Fikret Bila: Yaşadığımız Türkiye ile Cumhurbaşkanının çizdiği ülke arasında çok büyük mesafe var

Açıklanan ‘İnsan Hakları Eylem Planı'nda evrensel kurallar konusunda bir niyet saklama hali olduğunu ifade eden T24 yazarı Fikret Bila, şu anda geçerli olan anayasada zaten ifade özgürlüğü gibi konuların teminat altında olduğunu ancak mevcut hükümlerin uygulanmadığını söyleyerek “Mevcut hükümleri uygulamıyorsunuz ve AİHM tarafından mahkum ediliyorsunuz. Şimdi ise teminat altına alınacak taahhüdünde bulunuyorsunuz. Bu biraz da kendi uygulamalarının tekzibi gibi duruyor” dedi. 

“'Bunlara biz nasıl inanalım' diye sormak geliyor içimden”

İnsan Hakları Eylem Planı için “2023’te yeni anayasa ve çok sağlam insan haklarına dair eylem planı üzerine, uzaya çıkış oradan Ay’a iniş gibi seçime dönük bir manzume olarak görüyorum” diyen Bila şöyle konuştu:

“Daha son pakette yaptığı düzenlemeleri uygulamadı iktidar.
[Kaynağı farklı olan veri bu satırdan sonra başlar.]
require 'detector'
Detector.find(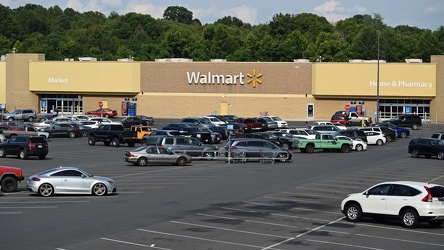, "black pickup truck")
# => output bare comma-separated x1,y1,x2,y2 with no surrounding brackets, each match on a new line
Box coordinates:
88,124,138,147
Ne diyordu eleştiri amaçlı yazılan haber ve yazılar suç oluşturmaz deniliyordu. Ama o hüküm yasaya girdi ondan sonra Müyesser Yıldız tutuklandı. Tweet atan insanlar gözaltına alınıp götürüldüler. Bunlara biz nasıl inanalım diye sormak geliyor içimden.”

“İktidar kanadı zaten suçlayıcı ve hedef gösterici bir üsluba sahip. Boğaziçi’de rektör protestosu yapan öğrencileri terörist diye nitelendiriyor siyaset, o gece sabaha doğru öğrencilerin evleri basılıyor ve çocuklar götürülüyor. İfade ve düşünce özgürlüğü daha da güçlendirilecek diyorsunuz, arka arkaya vekillerle ilgili fezlekeleri Meclis’e göndermiş durumdasınız. Bu fezlekelere ‘hayır oyu verirseniz siz de PKK’lısınız’ diye bir tarif yapıyorsunuz. Burada konuşulan ile yapılan arasında o kadar büyük fark var ki inandırıcılık sorunu buradan çıkıyor. Bir güvensizlik var.”

“Siz yargıyı, yasamayı ve medyayı, bu üç erki kontrolünüz altına aldıktan sonra demokrasiden ve özgürlükten bahsederseniz bunun inandırıcı olması çok zor.” 

Yargı siyasetin beklentisine göre karar verme çabası içerisinde. Mahkemeler kurum olarak hedef gösteriliyor. AYM’nin kararını uygulamayan alt mahkemeyi savunuyorsunuz, AYM’nin gereksizliği üzerine bir demeç verip değişiklik talep ediyorsunuz. Böyle bir ortam içerisinde dünyanın en demokratik anayasasını da çıkarsanız, uygulama böyle olduğu sürece bu hem iç hem dış kamuoyunda önemli bir inandırıcılık ve güvensizlik sorunu yaratır.”